Republican friends, if I were in your shoes this wouldn’t be difficult.

The decision wouldn’t even be in question. 

It would be a no-brainer.

You wouldn’t need to attempt to convince me or lobby my conscience or try and reach down into my humanity in order to alter my political allegiance.

You wouldn’t have to continually appeal to my professed religious tradition or my respect for the Constitution or to our shared humanity in order to move me to your side—as I’d have already tapped into these things myself and willingly joined you there.  

If I’d been standing where you were standing in 2016, we’d never have ended up here. I wouldn’t have tolerated his words about women or his hostility toward outsiders or his KKK endorsement or his invocations to beat up rally protestors. Over the course of the campaign, there would have been a few hundred deal breakers in who he was and what he said and what he’d done, for me to ever choose him to represent me. The dots simply would never have connected.

And yet, if somehow back then I’d been caught in some perfect storm of fear, delusion, and bad information and had ushered him in—after what I’d have witnessed over the past four years (the corruption and the incompetence and the bigotry), I’d be standing alongside you right now in undoing my grievous error, because that error was harming both of us.

After everything I’d seen from him in the past few months alone, right now you’d know that I was your ally and not your adversary in this fight for the place we both call home. My love for you and for America would compel me to defend both of those things with equal vigor. You would feel safe in my presence because I’d have defended you from him, even if he was a Democrat.

I think that’s the most painful part of these days: not how fractured our nation is, not how hopelessly tribal every moment has become, not the prejudices being brazenly paraded around, not how openly ugly the discourse now is—it’s realizing how little people like me actually matter to people like you. It’s knowing that you’re willing to disconnect with me in order to remain tethered to him.

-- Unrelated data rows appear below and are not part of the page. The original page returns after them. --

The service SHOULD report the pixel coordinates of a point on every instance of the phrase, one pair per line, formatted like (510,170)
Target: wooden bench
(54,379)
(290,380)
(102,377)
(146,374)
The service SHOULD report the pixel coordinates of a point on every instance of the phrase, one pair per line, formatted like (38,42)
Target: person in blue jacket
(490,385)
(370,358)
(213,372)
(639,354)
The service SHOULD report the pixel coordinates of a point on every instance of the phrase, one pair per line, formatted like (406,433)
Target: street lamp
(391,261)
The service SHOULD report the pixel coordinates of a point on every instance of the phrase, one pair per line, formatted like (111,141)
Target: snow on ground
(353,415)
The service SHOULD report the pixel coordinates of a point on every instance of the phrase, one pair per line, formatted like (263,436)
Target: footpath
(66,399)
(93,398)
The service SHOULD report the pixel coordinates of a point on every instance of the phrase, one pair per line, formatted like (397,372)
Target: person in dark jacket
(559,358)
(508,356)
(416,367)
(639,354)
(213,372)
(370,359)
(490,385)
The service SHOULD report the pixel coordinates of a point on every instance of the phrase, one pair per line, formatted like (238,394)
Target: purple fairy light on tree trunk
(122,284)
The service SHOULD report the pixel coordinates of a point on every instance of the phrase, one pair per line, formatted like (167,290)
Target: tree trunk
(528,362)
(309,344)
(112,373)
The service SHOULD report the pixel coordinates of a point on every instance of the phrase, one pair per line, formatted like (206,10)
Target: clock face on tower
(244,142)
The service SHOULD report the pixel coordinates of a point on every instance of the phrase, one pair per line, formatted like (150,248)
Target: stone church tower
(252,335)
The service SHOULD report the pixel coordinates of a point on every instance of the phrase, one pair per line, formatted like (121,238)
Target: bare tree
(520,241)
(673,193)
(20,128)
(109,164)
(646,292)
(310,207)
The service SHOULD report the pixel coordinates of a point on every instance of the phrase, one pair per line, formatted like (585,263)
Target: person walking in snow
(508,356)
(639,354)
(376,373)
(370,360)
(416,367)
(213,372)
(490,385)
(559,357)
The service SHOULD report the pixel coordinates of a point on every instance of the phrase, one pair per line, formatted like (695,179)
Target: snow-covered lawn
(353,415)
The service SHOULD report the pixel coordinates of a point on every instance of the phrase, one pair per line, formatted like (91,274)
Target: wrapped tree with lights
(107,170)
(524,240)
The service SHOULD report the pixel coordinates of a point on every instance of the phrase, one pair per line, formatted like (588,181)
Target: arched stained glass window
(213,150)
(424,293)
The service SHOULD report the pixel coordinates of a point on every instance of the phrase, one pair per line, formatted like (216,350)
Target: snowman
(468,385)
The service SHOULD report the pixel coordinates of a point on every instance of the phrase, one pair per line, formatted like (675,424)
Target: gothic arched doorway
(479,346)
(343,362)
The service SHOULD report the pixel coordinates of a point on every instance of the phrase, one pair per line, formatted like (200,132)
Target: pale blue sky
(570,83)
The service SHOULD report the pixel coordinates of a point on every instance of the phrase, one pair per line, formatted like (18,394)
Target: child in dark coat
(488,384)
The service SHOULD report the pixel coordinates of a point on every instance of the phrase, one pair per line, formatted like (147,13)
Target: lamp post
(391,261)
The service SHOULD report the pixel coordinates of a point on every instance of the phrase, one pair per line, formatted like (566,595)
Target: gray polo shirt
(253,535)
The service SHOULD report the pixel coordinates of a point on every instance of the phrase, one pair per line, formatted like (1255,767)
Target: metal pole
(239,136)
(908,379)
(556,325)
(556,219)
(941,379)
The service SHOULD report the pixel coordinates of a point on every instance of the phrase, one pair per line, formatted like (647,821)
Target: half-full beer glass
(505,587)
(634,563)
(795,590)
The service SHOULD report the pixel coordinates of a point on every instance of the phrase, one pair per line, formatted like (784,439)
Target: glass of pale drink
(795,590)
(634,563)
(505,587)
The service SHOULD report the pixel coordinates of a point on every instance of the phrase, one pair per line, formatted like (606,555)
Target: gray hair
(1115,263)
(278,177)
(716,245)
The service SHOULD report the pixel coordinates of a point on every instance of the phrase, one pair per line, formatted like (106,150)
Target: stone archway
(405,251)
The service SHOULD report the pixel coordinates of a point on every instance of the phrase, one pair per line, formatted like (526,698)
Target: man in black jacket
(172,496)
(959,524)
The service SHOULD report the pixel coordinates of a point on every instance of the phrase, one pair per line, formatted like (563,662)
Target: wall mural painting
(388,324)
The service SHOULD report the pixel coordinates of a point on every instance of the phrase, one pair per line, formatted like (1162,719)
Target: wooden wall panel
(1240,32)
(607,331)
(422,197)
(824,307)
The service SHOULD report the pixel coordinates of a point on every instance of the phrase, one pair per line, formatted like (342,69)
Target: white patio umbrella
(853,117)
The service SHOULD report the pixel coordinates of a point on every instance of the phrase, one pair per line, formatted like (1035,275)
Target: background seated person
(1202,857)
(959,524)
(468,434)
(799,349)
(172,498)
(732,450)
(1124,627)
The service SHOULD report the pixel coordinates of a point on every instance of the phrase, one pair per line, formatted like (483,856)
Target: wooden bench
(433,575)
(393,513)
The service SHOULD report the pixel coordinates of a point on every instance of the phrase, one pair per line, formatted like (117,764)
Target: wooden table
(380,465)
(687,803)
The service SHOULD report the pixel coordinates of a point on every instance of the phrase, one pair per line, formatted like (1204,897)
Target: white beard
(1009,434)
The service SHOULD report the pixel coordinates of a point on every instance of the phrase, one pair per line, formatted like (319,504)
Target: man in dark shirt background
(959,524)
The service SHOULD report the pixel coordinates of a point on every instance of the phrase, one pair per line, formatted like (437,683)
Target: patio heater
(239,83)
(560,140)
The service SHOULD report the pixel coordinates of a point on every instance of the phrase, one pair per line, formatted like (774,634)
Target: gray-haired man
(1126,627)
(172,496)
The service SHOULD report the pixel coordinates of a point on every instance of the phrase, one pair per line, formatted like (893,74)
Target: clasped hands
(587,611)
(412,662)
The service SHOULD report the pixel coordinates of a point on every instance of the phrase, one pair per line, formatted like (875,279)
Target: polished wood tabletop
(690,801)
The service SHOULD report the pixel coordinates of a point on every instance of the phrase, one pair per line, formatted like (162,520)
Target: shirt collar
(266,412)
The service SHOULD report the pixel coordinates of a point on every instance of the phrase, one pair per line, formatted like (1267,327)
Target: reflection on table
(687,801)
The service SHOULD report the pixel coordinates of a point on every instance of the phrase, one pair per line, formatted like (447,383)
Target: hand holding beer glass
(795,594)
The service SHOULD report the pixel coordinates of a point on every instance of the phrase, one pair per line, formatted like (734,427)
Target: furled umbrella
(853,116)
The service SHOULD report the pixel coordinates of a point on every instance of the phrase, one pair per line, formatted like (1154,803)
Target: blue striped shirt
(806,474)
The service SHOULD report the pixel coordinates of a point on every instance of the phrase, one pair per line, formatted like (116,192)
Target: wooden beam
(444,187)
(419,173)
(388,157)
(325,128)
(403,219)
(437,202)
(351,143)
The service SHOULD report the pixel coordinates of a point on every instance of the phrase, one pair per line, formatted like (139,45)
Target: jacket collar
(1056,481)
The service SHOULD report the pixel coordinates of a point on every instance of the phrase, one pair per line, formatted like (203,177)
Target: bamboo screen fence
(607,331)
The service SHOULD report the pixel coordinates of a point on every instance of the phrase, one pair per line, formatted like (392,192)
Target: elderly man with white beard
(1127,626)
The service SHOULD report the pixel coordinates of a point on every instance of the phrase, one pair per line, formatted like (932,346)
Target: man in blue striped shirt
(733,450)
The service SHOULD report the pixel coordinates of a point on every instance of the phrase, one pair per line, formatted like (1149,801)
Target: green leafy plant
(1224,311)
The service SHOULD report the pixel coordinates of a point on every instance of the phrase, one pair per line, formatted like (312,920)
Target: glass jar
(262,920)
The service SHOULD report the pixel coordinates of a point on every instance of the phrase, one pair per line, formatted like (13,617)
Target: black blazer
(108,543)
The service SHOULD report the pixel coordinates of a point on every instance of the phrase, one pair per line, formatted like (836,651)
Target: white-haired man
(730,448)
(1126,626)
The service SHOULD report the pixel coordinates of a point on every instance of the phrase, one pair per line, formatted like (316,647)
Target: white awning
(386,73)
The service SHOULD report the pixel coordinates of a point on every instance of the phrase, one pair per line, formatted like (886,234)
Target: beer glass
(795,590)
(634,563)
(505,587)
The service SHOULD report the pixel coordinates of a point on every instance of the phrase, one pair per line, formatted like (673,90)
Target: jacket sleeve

And this simply wouldn’t have been so for me.

I would never vote for a Democratic candidate who dehumanized Republicans the way Trump dehumanizes Democrats. 

I wouldn’t have accepted him branding you the “Radical Right,” for your conscientious objection to his war on decency and poverty and diversity.

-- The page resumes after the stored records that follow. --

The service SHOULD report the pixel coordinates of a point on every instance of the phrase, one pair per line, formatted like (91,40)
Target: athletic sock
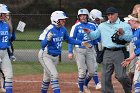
(55,86)
(81,83)
(137,87)
(8,87)
(44,87)
(95,78)
(86,81)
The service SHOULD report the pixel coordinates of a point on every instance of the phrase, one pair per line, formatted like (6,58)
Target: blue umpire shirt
(5,35)
(136,41)
(54,46)
(107,29)
(78,33)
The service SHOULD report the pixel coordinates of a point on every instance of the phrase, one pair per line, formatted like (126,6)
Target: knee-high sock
(44,87)
(95,78)
(81,83)
(137,87)
(55,86)
(8,87)
(86,81)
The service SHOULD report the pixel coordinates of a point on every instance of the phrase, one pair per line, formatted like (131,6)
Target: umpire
(113,54)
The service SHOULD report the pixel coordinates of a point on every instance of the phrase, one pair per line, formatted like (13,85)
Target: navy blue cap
(111,10)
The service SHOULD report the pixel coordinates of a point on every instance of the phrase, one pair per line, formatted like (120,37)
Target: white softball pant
(49,63)
(86,60)
(6,68)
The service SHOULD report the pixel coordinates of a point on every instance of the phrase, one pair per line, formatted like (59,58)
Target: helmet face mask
(56,16)
(4,16)
(4,13)
(95,14)
(83,11)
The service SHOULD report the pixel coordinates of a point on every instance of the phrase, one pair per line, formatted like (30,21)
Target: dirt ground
(32,84)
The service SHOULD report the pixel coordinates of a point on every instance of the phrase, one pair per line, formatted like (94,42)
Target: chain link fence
(26,45)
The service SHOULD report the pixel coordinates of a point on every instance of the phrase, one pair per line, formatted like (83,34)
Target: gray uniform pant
(112,62)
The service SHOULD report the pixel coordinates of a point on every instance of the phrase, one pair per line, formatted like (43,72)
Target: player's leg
(80,60)
(132,69)
(46,76)
(137,80)
(120,72)
(45,82)
(96,78)
(91,66)
(6,67)
(49,63)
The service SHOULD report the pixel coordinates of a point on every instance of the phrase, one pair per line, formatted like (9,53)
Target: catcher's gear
(115,39)
(56,16)
(49,36)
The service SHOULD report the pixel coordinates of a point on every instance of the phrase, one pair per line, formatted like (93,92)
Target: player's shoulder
(91,23)
(77,24)
(49,27)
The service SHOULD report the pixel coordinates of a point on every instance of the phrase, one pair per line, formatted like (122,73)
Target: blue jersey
(136,41)
(95,42)
(54,46)
(4,35)
(78,33)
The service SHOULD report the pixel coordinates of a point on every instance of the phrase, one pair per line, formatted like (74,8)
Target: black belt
(3,48)
(53,55)
(113,49)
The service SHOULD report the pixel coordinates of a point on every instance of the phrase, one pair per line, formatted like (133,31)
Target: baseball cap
(3,9)
(111,10)
(95,14)
(130,17)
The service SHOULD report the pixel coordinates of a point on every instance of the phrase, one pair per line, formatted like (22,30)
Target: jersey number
(59,44)
(5,39)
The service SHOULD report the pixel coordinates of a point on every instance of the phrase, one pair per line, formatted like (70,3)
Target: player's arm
(45,38)
(92,34)
(127,33)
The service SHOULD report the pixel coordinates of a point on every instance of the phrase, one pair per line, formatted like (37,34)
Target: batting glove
(86,44)
(49,36)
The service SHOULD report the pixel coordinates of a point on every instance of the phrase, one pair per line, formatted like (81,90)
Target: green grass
(28,68)
(30,35)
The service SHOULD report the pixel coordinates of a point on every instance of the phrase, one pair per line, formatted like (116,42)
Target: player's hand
(120,31)
(86,30)
(70,56)
(138,65)
(49,36)
(126,62)
(86,44)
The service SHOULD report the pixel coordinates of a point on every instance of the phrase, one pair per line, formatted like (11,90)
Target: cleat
(2,90)
(98,86)
(86,89)
(13,58)
(81,92)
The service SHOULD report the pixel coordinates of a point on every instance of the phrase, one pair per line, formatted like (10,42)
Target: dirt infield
(32,83)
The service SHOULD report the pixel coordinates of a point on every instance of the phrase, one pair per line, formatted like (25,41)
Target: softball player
(95,16)
(85,57)
(132,65)
(6,66)
(51,43)
(134,22)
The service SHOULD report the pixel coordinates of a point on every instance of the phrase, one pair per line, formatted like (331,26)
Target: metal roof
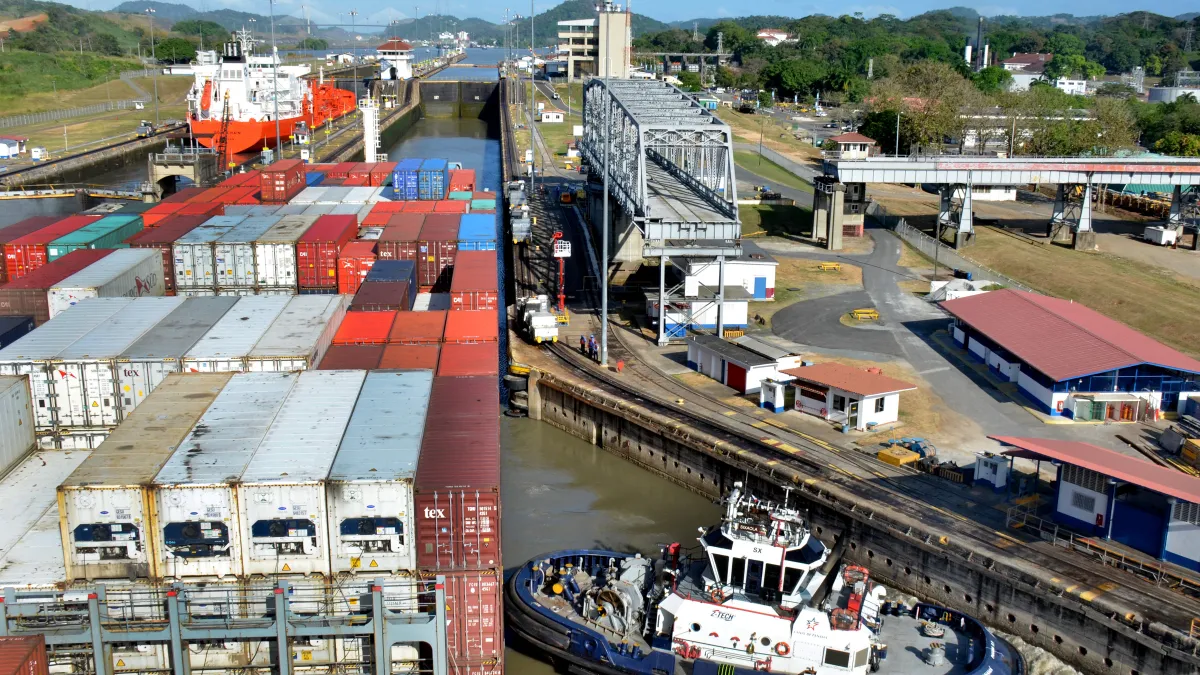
(849,378)
(1060,338)
(730,351)
(1108,463)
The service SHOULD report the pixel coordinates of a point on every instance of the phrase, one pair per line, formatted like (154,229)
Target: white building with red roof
(1072,360)
(395,59)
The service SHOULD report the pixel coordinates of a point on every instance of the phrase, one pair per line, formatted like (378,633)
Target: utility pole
(275,83)
(154,58)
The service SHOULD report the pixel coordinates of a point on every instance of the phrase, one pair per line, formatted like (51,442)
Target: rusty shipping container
(29,296)
(23,655)
(162,238)
(459,477)
(474,282)
(318,250)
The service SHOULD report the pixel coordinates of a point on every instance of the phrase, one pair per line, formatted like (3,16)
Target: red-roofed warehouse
(1069,359)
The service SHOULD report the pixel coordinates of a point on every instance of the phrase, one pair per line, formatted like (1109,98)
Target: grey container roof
(179,332)
(383,438)
(303,441)
(108,268)
(240,328)
(223,441)
(55,335)
(113,336)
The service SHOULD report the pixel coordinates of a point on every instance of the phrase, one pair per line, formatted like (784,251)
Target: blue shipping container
(394,270)
(406,180)
(477,232)
(13,327)
(432,180)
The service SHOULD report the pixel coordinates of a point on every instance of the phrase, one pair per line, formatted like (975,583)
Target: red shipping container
(473,282)
(29,296)
(155,214)
(400,239)
(365,328)
(162,237)
(466,360)
(202,209)
(353,264)
(388,207)
(18,230)
(451,207)
(419,207)
(473,326)
(383,296)
(352,357)
(318,249)
(409,357)
(462,180)
(475,621)
(27,254)
(418,328)
(457,485)
(23,655)
(437,248)
(184,195)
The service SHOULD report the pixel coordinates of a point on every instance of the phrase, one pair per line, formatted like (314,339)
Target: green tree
(1179,144)
(993,79)
(689,82)
(175,51)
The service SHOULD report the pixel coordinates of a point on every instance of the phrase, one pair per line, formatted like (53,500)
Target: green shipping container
(106,233)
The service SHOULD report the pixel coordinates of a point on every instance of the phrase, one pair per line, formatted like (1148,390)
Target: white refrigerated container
(160,352)
(226,346)
(301,334)
(281,497)
(33,353)
(105,508)
(369,493)
(125,273)
(197,517)
(87,390)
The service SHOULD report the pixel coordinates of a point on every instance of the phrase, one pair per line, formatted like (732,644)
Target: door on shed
(736,377)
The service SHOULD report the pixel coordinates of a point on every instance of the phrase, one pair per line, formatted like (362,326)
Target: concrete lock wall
(1078,632)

I’d never have tolerated the nasty nicknames or the incendiary language or the continual verbal assaults on you—for simply disagreeing with him.

As I watched someone like Donald Trump manufacture enmity and dispense stereotypes and invoke violence against you and your family, I’d have considered you and your family, and the work you’ve done in the world and the ways you’ve shown me goodness—and I’d have felt more allegiance to you than to him, whether he had a D or an R next to his name in the voting booth.

Getting the temporary high of a political win wouldn’t have been worth the compromises I had to make to get it, or the collateral damage to more than half the human beings who make their homes here. It wouldn’t have been compatible with my morality to hold a Trump to people’s heads like a loaded weapon.

I don’t expect you to believe me, but I know who I am and the way I live my life, and I can promise you that if this President had shown the contempt for you and the people you love that he has toward me and the people I love (not to mention to the planet and the rule of law and vulnerable communities), there’s no way in hell I’d give him a single day more to steer us all into the abyss. 

Knowing that this isn’t true for you has created a wedge between us that will never be dismantled. It’s irreparably cut the ties that had connected us before 2016. 

If you claim to love and respect me and people like me, but you’re going to vote for him in November—you’re lying to you or to me or to both of us and you’re going to have to come to terms with that. I am trying to.

I believe that if a person hates and willingly generates injury to half the country, they don’t deserve to lead it—and the fact that you don’t seem to feel that way is the source of the deepest sadness and most profound grieving of this moment.

If Trump were a Democrat I wouldn’t vote for him. 

I simply wouldn’t.

I love and respect you too much to do that to you.